По учению преподобного Исаака
С., «подвижник должен остерегаться малого, чтобы не впасть в большее» [3065].По словам преосв. Феофана
, «ревность о богоугождении истинная преследует грех в малейших о нем напоминаниях или намеках; ибо ревнует о решительной чистоте» [3066].Таким образом, опасаясь примеси страстности
к удовлетворению телесных потребностей, многие древние подвижники предпочитали удовлетворять их возможно меньше и реже, доводя minimum почти до нуля. При этом некоторые из них несомненно сознавали, что удовлетворение потребностей в должных границах свидетельствовало бы о бо́льшей духовной крепости подвижника, чем почти полное отречение от этого удовлетворения; это именно отречение совершается собственно потому, что подвижник не имеет возможности остановиться в определенном пункте, не уверен в себе, боится преступить должную границу и т. под. Очень характерен в данном случае следующий рассказ из истории древнего восточного христианского подвижничества.Авва Феодор в ответ на вопрос, следует ли разрешать вино в случае взаимного посещения братий, ответил отрицательно. На недоумевающий встречный вопрос: «как же древние отцы разрешали?» – он, пояснил: «древние отцы, как великие
и сильные, могли и запрещать и разрешать; а наше поколение не может разрешать и запрещать. Ибо если мы нарушим обычай нашего воздержания, то более не вернемся к строгости нашей религиозной жизни» [3067].Вот почему и по отношению к пище у аскетов являлось опасение, как бы не переступить нормы умеренного употребления и, таким образом, не нарушить чистоты «целомудрия». По словам преподобного И. Кассиана
, «не только излишнее пожелание пищи надо подавить ради созерцания добродетелей, но и самую необходимую для природы пищу следует принимать не без скорби сердечной, – как противную целомудрию» [3068].Отсюда уже понятно, почему многие подвижники на «всякое плотское утешение» (omnis oblеctatio carnis) [3069]
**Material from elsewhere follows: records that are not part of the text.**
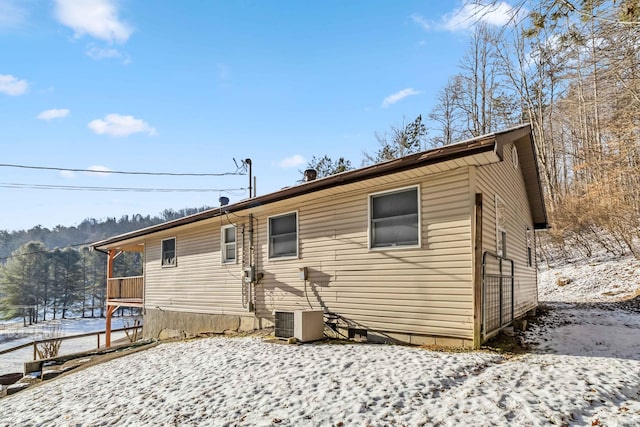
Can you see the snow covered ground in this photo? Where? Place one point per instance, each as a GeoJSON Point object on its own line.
{"type": "Point", "coordinates": [13, 334]}
{"type": "Point", "coordinates": [583, 368]}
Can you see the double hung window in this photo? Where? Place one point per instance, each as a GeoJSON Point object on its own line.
{"type": "Point", "coordinates": [228, 244]}
{"type": "Point", "coordinates": [169, 252]}
{"type": "Point", "coordinates": [283, 235]}
{"type": "Point", "coordinates": [394, 219]}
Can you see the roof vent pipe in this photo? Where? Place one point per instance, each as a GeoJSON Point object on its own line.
{"type": "Point", "coordinates": [310, 175]}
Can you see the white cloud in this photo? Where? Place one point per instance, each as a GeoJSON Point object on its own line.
{"type": "Point", "coordinates": [12, 15]}
{"type": "Point", "coordinates": [10, 85]}
{"type": "Point", "coordinates": [292, 162]}
{"type": "Point", "coordinates": [96, 18]}
{"type": "Point", "coordinates": [392, 99]}
{"type": "Point", "coordinates": [420, 20]}
{"type": "Point", "coordinates": [103, 53]}
{"type": "Point", "coordinates": [99, 170]}
{"type": "Point", "coordinates": [496, 14]}
{"type": "Point", "coordinates": [54, 113]}
{"type": "Point", "coordinates": [119, 125]}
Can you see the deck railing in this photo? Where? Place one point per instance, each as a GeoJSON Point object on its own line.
{"type": "Point", "coordinates": [125, 288]}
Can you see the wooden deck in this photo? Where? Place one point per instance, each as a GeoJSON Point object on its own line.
{"type": "Point", "coordinates": [125, 291]}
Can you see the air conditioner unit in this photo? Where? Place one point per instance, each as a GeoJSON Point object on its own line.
{"type": "Point", "coordinates": [304, 325]}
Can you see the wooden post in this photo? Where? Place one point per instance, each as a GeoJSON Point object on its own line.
{"type": "Point", "coordinates": [112, 254]}
{"type": "Point", "coordinates": [477, 274]}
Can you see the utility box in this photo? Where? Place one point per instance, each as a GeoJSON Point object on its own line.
{"type": "Point", "coordinates": [304, 325]}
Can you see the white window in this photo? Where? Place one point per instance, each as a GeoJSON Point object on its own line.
{"type": "Point", "coordinates": [228, 243]}
{"type": "Point", "coordinates": [169, 252]}
{"type": "Point", "coordinates": [394, 219]}
{"type": "Point", "coordinates": [283, 235]}
{"type": "Point", "coordinates": [501, 228]}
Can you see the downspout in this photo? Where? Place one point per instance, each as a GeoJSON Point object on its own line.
{"type": "Point", "coordinates": [251, 265]}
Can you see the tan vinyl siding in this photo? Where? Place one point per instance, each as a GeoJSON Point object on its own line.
{"type": "Point", "coordinates": [425, 290]}
{"type": "Point", "coordinates": [508, 183]}
{"type": "Point", "coordinates": [200, 282]}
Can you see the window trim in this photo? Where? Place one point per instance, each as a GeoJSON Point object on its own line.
{"type": "Point", "coordinates": [529, 243]}
{"type": "Point", "coordinates": [285, 257]}
{"type": "Point", "coordinates": [224, 244]}
{"type": "Point", "coordinates": [371, 196]}
{"type": "Point", "coordinates": [175, 253]}
{"type": "Point", "coordinates": [501, 228]}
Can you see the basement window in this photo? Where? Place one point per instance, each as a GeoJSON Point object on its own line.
{"type": "Point", "coordinates": [529, 237]}
{"type": "Point", "coordinates": [283, 236]}
{"type": "Point", "coordinates": [394, 219]}
{"type": "Point", "coordinates": [228, 244]}
{"type": "Point", "coordinates": [501, 227]}
{"type": "Point", "coordinates": [169, 252]}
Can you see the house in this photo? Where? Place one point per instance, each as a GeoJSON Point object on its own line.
{"type": "Point", "coordinates": [432, 248]}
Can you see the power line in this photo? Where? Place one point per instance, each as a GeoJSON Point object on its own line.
{"type": "Point", "coordinates": [47, 251]}
{"type": "Point", "coordinates": [121, 189]}
{"type": "Point", "coordinates": [241, 170]}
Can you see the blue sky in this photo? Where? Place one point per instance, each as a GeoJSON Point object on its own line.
{"type": "Point", "coordinates": [185, 87]}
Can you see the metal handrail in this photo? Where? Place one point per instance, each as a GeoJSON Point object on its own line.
{"type": "Point", "coordinates": [484, 272]}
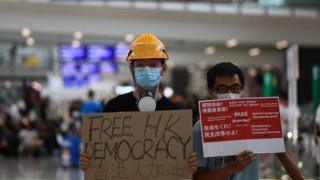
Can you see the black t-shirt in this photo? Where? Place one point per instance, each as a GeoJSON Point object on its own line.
{"type": "Point", "coordinates": [127, 102]}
, на «плотское успокоение» (ἀνάπαυσις σαρκική) [3070], на «телесное успокоение» (ἡ ἀνάπαυσις τοῦ σώματος) [3071], на «телесное наслаждение» (corporalis dеlеctatio) [3072], на «всякое утешение телесное» (πάση παράκλησις τοῦ σώματος) [3073], на всякий покой (ἀνάπαυσις) [3074] вообще, на «всякую житейскую радость» (ἡ ἐν τῷ βίῳ χαρά) [3075], «на все приятное», – «смотрели в высшей степени подозрительно» [3076].По учению преп. Исаака С.
, «дело покоя бывает следствием усыпления совести» (ἐκ τοῦ κόρου (aut κάρου) τῆς συνειδήσεως γίνεται) [3077].Такое вполне отрицательное, в высшей степени «подозрительное» отношение аскетов ко всякого рода «успокоению», их стремление избегать, по возможности, всяких льгот и послаблений в осуществлении принципа «воздержания» находится в ближайшей и теснейшей связи с учением о вреде и гибельности «удовольствий» в духовной жизни христианина–подвижника. А такое воззрение, в свою очередь, определяется тем значением, какое принадлежит «удовольствиям» (ἡδοναί) в психологии и нравственной характеристике тех явлений, которые называются «страстями».
«Удовольствие» (ἡδονή) лежит в основе всех «страстей» [3078]
. Отсюда, скверна для душевной чистоты есть именно «удовольствие во многих видах» и многими способами примешиваемое к человеческой жизни [3079] [3080]. По выражению преподобного Нила С. «удовольствие» (ἡδονή) – это «пажить пороков» (ἡ νομὴ κακῶν) [3081]. Но преимущественно и более всего следует остерегаться удовольствия вкуса, «потому что оно упорнее других и есть как бы мать запрещенного» [3082]. Отсюда «чрево – причина почти всех наслаждений» [3083]. А этим обстоятельством, в свою очередь, обуславливается то, что «чревоугодие» обыкновенно считается аскетами «началом всех порочных страстей» [3084] почему и занимает первое место в списке главных восьми страстей [3085]. Соответственно этому и «началом плодоношения» (в духовной жизни) является «воздержание» [3086].И это «воздержание» получает смысл самый строгий, соответственно основной цели подвижничества.